En résumé, la recherche des deux valeurs, liberté et sécurité, toutes deux avidement convoitées puisque indispensables à une vie digne et heureuse, convergent sur le discours actuel sur l’identité. Il est de notoriété publique que ces deux voies de recherche échappent à la coordination, chacune tendant à mener au-delà du point auquel l’autre voie risque d’être ralentie, arrêtée voire contrainte à faire marche arrière. Alors qu’aucune vie de dignité ou vie humaine satisfaisante n’est concevable sans addition de liberté et de sécurité, il est bien rare que l’on parvienne à un équilibre satisfaisant entre ces deux valeurs : si l’on doit se fier aux innombrables tentatives passées, qui ont toutes échoué, cet équilibre pourrait bien s’avérer irréalisable. Un déficit de sécurité entraine les pénibles incertitude et agoraphobie que « trop de liberté » – à la limite d’une licence pour le « tout est permis » – engendrera immanquablement. Un déficit de liberté, d’autre part, est vécu comme un excès de sécurité handicapant (nom de code « dépendance » pour qui en souffre).

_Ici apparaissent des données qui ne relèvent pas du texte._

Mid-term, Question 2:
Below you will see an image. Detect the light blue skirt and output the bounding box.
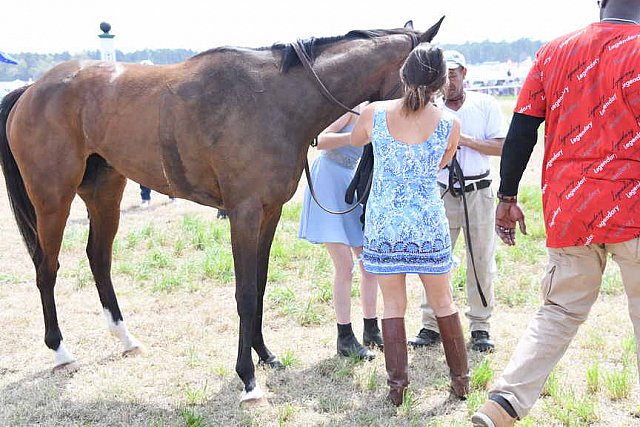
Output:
[298,155,364,247]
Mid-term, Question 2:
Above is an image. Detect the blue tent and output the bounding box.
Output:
[0,52,18,64]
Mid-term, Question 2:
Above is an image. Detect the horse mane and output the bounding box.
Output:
[192,28,415,73]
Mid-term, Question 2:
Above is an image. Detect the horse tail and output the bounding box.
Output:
[0,85,40,261]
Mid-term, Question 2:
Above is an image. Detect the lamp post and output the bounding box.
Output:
[98,22,116,62]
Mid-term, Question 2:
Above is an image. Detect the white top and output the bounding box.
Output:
[438,91,506,187]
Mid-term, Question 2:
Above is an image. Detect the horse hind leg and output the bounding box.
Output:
[252,206,284,369]
[33,193,77,372]
[78,155,143,356]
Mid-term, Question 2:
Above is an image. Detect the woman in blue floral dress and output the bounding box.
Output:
[351,43,469,405]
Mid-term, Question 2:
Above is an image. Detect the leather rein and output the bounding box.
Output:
[291,33,418,215]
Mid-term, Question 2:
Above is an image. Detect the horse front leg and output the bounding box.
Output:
[228,200,264,402]
[252,205,283,369]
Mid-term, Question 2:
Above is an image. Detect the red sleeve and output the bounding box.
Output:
[514,52,547,118]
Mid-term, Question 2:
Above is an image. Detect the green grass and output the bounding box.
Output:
[470,357,494,390]
[603,368,635,401]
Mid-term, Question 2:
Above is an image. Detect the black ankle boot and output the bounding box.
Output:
[337,323,376,360]
[362,317,384,350]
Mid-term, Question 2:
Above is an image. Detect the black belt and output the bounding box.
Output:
[438,179,491,193]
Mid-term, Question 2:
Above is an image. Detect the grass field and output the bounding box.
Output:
[0,100,640,427]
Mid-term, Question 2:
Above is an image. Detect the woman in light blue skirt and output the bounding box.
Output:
[298,104,382,359]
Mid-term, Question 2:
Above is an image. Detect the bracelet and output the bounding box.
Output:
[497,193,518,203]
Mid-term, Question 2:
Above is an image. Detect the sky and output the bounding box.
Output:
[0,0,598,53]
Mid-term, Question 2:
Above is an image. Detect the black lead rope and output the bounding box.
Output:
[442,154,488,307]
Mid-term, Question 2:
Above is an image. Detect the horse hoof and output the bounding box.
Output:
[52,361,80,375]
[122,345,145,357]
[258,356,284,370]
[240,384,267,406]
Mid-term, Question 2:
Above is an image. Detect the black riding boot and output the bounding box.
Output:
[362,317,383,350]
[337,323,376,360]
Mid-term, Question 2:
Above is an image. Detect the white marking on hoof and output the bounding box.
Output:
[104,308,142,355]
[240,384,264,403]
[53,362,80,375]
[53,340,76,370]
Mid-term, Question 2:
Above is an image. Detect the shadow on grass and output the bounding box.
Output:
[0,348,490,426]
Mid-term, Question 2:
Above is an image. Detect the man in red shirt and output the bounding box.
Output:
[472,0,640,427]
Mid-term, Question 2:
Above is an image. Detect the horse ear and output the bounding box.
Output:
[418,16,444,43]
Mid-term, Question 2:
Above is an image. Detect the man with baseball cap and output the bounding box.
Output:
[409,50,506,352]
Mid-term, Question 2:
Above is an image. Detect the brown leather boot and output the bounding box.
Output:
[382,317,409,406]
[436,313,469,398]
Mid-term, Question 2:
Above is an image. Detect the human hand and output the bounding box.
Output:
[458,133,473,147]
[496,202,527,246]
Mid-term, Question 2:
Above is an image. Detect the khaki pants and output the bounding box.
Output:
[421,187,496,332]
[490,239,640,418]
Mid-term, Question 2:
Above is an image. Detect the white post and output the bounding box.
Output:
[98,22,116,62]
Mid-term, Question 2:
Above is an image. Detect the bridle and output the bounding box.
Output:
[291,33,419,215]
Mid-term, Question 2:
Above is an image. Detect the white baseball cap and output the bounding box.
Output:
[444,50,467,70]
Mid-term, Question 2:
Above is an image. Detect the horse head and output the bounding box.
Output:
[372,16,445,101]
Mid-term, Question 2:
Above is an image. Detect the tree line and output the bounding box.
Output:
[0,39,543,81]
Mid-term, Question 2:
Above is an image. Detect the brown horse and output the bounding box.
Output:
[0,19,442,399]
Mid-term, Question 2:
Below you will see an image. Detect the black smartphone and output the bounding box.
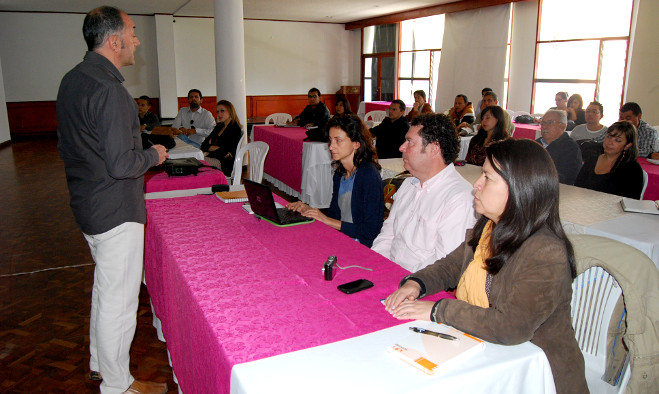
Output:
[336,279,373,294]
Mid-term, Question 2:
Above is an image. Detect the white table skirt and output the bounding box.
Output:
[168,138,204,160]
[231,321,556,394]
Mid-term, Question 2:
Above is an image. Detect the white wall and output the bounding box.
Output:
[245,20,360,95]
[0,12,158,101]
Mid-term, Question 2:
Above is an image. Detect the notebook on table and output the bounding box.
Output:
[243,179,314,227]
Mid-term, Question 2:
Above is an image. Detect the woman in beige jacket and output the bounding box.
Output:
[385,139,588,393]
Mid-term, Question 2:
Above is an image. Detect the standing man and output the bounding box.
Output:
[619,102,657,158]
[172,89,215,148]
[371,114,476,272]
[57,6,167,393]
[371,100,410,159]
[536,109,582,185]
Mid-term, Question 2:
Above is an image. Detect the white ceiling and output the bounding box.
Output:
[0,0,456,23]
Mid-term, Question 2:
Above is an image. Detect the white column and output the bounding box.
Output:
[0,54,11,143]
[215,0,247,130]
[155,14,178,118]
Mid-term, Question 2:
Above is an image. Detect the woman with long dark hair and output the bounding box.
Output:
[287,115,384,247]
[385,139,588,393]
[574,120,643,199]
[200,100,243,176]
[465,105,510,166]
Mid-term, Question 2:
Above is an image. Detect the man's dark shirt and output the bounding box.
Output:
[536,132,582,185]
[297,103,330,129]
[371,116,410,159]
[140,112,160,131]
[57,52,158,235]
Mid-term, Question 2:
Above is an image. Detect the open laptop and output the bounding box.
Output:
[243,179,314,227]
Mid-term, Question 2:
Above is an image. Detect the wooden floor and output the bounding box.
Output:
[0,137,177,393]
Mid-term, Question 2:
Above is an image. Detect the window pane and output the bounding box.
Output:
[536,41,599,80]
[363,24,397,54]
[398,79,433,106]
[400,15,444,51]
[364,78,375,101]
[533,82,595,113]
[364,57,378,78]
[540,0,633,41]
[398,52,414,78]
[380,56,396,101]
[598,40,627,125]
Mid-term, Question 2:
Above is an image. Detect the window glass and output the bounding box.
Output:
[400,15,444,51]
[536,40,599,80]
[540,0,633,41]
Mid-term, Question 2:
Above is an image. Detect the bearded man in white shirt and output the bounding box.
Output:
[371,114,476,272]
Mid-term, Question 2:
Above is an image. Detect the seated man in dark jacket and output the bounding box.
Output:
[371,100,410,159]
[289,88,330,129]
[536,109,582,185]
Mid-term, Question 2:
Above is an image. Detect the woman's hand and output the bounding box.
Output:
[391,300,435,321]
[384,280,421,315]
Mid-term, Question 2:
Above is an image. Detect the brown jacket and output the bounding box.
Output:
[413,229,588,393]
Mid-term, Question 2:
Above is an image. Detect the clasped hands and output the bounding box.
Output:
[384,280,435,321]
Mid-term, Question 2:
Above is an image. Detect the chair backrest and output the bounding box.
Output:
[364,111,387,122]
[231,141,270,186]
[639,170,648,200]
[265,112,293,125]
[571,267,622,376]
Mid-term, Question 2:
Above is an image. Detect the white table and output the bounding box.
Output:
[231,321,555,394]
[167,137,204,160]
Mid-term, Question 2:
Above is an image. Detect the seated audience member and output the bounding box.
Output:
[570,101,606,142]
[465,105,510,166]
[201,100,243,176]
[405,90,432,122]
[536,109,581,185]
[288,88,330,130]
[172,89,215,148]
[448,94,476,130]
[286,115,384,248]
[371,100,410,159]
[619,102,657,157]
[334,97,352,116]
[549,92,574,130]
[384,139,588,394]
[566,94,586,126]
[474,88,499,116]
[371,114,476,272]
[574,121,643,199]
[137,96,160,133]
[474,92,515,135]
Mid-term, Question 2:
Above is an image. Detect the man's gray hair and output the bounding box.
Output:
[545,109,567,126]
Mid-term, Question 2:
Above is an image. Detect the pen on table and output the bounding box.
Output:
[410,327,458,341]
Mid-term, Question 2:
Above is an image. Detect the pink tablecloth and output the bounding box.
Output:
[145,195,454,393]
[144,168,227,193]
[364,101,391,114]
[254,126,307,192]
[513,122,540,140]
[638,157,659,200]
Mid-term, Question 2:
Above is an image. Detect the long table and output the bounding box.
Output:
[145,196,553,393]
[253,126,332,208]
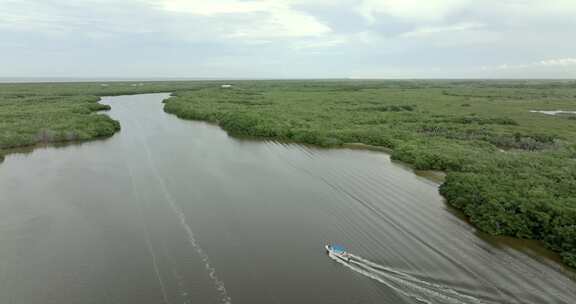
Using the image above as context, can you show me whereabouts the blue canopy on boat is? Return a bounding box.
[330,245,346,252]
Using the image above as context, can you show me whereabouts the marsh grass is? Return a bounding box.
[165,81,576,266]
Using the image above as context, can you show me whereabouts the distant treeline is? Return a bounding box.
[0,80,576,267]
[165,81,576,267]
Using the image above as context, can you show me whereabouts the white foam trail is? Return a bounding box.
[143,132,232,304]
[127,165,170,304]
[332,255,483,304]
[122,102,232,304]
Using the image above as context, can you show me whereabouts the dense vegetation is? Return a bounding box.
[0,82,208,161]
[165,81,576,266]
[0,81,576,267]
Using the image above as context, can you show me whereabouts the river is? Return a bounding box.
[0,94,576,304]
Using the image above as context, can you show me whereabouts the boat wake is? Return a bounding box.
[332,254,484,304]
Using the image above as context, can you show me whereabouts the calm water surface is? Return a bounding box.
[0,94,576,304]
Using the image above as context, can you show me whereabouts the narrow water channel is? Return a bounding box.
[0,94,576,304]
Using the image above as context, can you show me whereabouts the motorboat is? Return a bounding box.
[324,245,351,262]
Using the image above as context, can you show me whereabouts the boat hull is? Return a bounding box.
[324,245,350,262]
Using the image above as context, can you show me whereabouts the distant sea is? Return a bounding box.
[0,77,228,83]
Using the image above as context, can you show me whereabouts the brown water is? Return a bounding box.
[0,94,576,304]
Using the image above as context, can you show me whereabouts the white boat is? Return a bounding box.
[324,245,351,262]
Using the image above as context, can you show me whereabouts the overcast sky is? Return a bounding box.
[0,0,576,78]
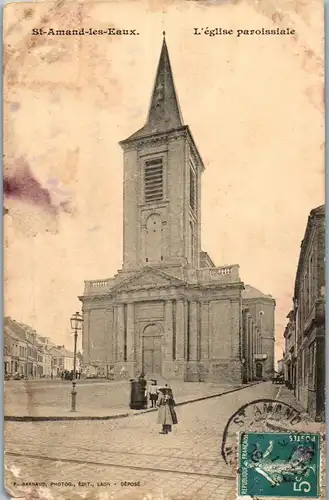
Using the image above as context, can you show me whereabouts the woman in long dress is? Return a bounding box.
[157,387,177,434]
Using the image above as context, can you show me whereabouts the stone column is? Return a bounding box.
[189,300,198,361]
[127,303,136,378]
[187,300,200,382]
[164,300,173,361]
[116,304,125,362]
[200,302,210,361]
[82,311,90,363]
[176,299,185,362]
[127,304,135,362]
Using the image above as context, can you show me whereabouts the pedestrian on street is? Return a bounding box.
[120,366,127,378]
[157,387,177,434]
[148,379,158,408]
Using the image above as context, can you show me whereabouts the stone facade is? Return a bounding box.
[294,205,325,420]
[82,266,243,382]
[242,285,276,380]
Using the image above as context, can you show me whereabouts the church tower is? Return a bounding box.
[120,34,204,271]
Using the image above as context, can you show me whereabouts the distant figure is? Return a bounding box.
[148,379,158,408]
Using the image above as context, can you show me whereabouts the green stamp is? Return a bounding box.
[238,432,321,498]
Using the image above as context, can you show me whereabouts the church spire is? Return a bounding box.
[124,35,183,139]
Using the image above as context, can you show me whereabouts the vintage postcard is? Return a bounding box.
[3,0,325,500]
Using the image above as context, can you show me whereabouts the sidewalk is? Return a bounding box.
[4,381,259,421]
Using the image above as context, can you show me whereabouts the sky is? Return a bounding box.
[4,0,324,357]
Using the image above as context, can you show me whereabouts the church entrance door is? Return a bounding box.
[143,325,162,375]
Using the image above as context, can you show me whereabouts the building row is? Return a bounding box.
[282,205,325,421]
[4,317,73,378]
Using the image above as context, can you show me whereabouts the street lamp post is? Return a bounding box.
[70,312,82,411]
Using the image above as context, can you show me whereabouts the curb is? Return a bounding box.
[4,381,262,422]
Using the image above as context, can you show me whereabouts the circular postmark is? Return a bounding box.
[221,399,303,468]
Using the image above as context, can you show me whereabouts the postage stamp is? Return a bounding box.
[237,432,321,498]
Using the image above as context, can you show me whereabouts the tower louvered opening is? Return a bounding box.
[144,158,163,203]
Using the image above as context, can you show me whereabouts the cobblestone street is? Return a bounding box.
[5,383,310,500]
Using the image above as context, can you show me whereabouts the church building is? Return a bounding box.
[79,39,270,383]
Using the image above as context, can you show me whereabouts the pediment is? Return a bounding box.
[116,268,184,291]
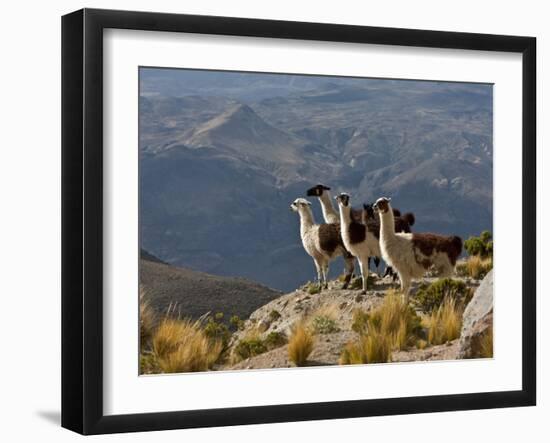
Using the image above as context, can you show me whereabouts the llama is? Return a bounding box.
[290,198,354,289]
[362,203,416,281]
[336,193,380,294]
[306,184,340,223]
[374,197,462,303]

Or lorsque la sécurité fait défaut, les agents perdent la confiance sans laquelle la liberté ne peut guère être exercée. En l’absence d’une seconde ligne de tranchées, peu d’individus en dehors des aventuriers tête brûlée peuvent trouver le courage nécessaire pour affronter les risques d’un futur inconnu et sans garantie ; et en l’absence de filet de sécurité, la plupart des gens refuseront de danser sur la corde raide et seront mécontents au possible si on les y contraint.
D’autre part, quand c’est la liberté qui fait défaut, la sécurité rappelle l’esclavage ou la prison. Pire encore, quand on le subit longtemps, sans répit, sans faire l’expérience d’un mode d’être alternatif, l’emprisonnement lui-même peut étouffer le souhait de liberté, en même temps que son usage et ainsi se transformer en l’unique habitat qui paraisse naturel et vivable – n’étant plus ressenti comme oppressif.
Zygmunt BAUMAN, La vie liquide, traduction Christophe Rosson, Paris, Fayard/Pluriel, 2013 (2005), pp. 61-62.